I'd offered to review this version during the TLS session at IETF 78,
but I think I'm going to wait for the next version ;)
spt
Wes Hardaker wrote:
I've reviewed draft-saintandre-tls-server-id-check-09 and find it a good
document and support it's forward progress. I do have a few comments
though:
(*):
Applies to many of the comments below: some parts of the document
read like a BCP in the way it tries to rationalize things. A number
of these text sections really don't help the document, though, as it
adds unneeded ambiguity. Examples of this are marked below with (*).
Section 1.1: (*)
I don't think you should be spelling out the popularity of TLS vs
DTLS. While it may be true today, this is intended to be a proposed
standard and thus doesn't need to specify that one is potentially more
popular than the other. The document should be targeting the use of
both regardless of how well DTLS is used at the moment. Suggested:
OLD:
When a client connects to an
application services using Transport Layer Security [TLS] (or, less
commonly, Datagram Transport Layer Security [DTLS]), it references
some conception of the server's identity while attempting to
establish a secure connection (e.g., "the web site at example.com").
New:
When a client connects to an
application services using Transport Layer Security [TLS] or
Datagram Transport Layer Security [DTLS], it references some
conception of the server's identity while attempting to establish a
secure connection (e.g., "the web site at example.com").
Section 1.1 and the appendices:
You could now, if you wanted, add SNMP over (D)TLS: RFC5953. If
you're going to copy into the appendix as well, the text to copy is
from the snmpTlstmAddrTable object in that document.
Section 1.3.2: (*)
This section is full of text that is subjective and really isn't
needed in the first place. Nearly every paragraph contains text that
may be true today but might not be in the future or is subject to
interpretation. While I agree with most of the conclusions, I don't
think it's worth putting the text into the document; especially when
the text is simply defining what's out of scope. I don't think you
need to spend effort rationalizing what's out of scope.
Suggestion: keep the bullets, ditch the paragraphs.
Phrasing examples (IE, an incomplete list) that are questionable:
"service operators have less experience with client certificates"
"Most fundamentally, most users find DNS domain names much easier to
work with than IP addresses, which is why the domain name system was
designed in the first place.
"Furthermore, application technologies have less experience with
IPsec than with TLS, thus making it more difficult to gather
feedback on proposed best practices."
Section 1.4, "Target Domain"
It took me far too long into reading this document to remember what a
"target domain" really meant. IMHO, a better term that already
conveys the proper meaning to most readers would be a "derived
domain". Think about a global search and replace for target->derived?
Section 3, bullet 5:
Unfortunately, this is the one rule I think will be
broken the most often. Fortunately, checking from the client side
says to ignore the CN-ID if it can match on other things as well.
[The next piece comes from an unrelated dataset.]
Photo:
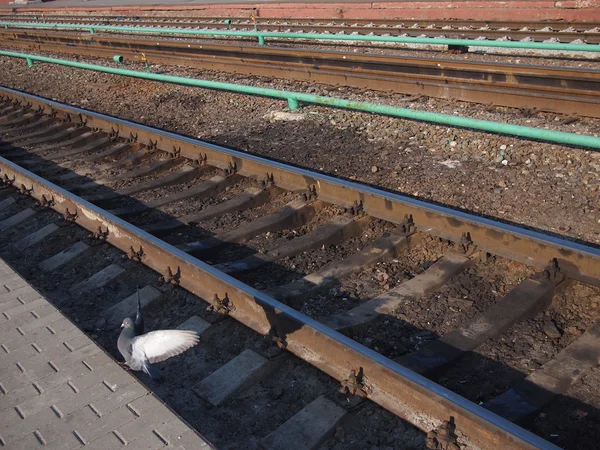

Because of this, the only thing this particular rule hurts is the
software that isn't going to conform to this document because the code
is already too old. It's basically a "should upgrade" statement. I
think an extra sentence here might be helpful, though I don't have a
suggestion at the moment.
Section 4.3, security note:
I actually think wording these things is tricky when the future is
unknown. I think it's generally safer to describe the only conditions
which are valid for checking a CN-ID instead of trying to list all the
"MUST NOT" cases, which is more likely to change with the addition of
future specs into the spec tree. I didn't have time to fully think
out replacement text, but I'd start it with "A client MUST only seek a
match for a reference identifier of a CN-ID if it is the only
available presented identifier." Or something like that.
Section 5, Security Considerations:
The interesting thing about this specification is that we're leaving a
fairly broad range of potential "success" matches. Not only that, but
future specifications may lead to future reference identity matches
that previously didn't work. Fortunately, I can't come up with an
example that works all that well to describe it but somehow I'm left
feeling nervous that a server cert could have a clause the clients
don't understand currently but might later after a software upgrade
and an admin that expects a failure may suddenly see a success. You
can ignore this paragraph if you fail to grasp what I'm trying to say,
as I'm not at all stating it well.
Section 5.1, Service Delegation:
You discuss interactive clients and how the the source domain name
MUST be provided by a human user. But the odd case that I couldn't
figure out what it mapped to was references from an original source.
EG, images or javascript elements in a web page aren't "provided by
the user", but a web-browser is certainly interactive. This sort of
"snow ball" domain list probably should be discussed at least in
brief.
Section 5.1, Service Delegation:
I read the last paragraph (which is one sentence) multiple times and I
only barely feel that I understand what it's saying. I'd suggest
rewording it for clarity and splitting it into multiple sentences.
I'd offer suggestive text, but then I'd prove that I really didn't
understand it.
General:
Some of the possible combinations and options that may exist could
really use an "examples" section or something that had example info
from a certificate combined with example list of expected reference
indenties. Though this would be nice, it's not at all critical.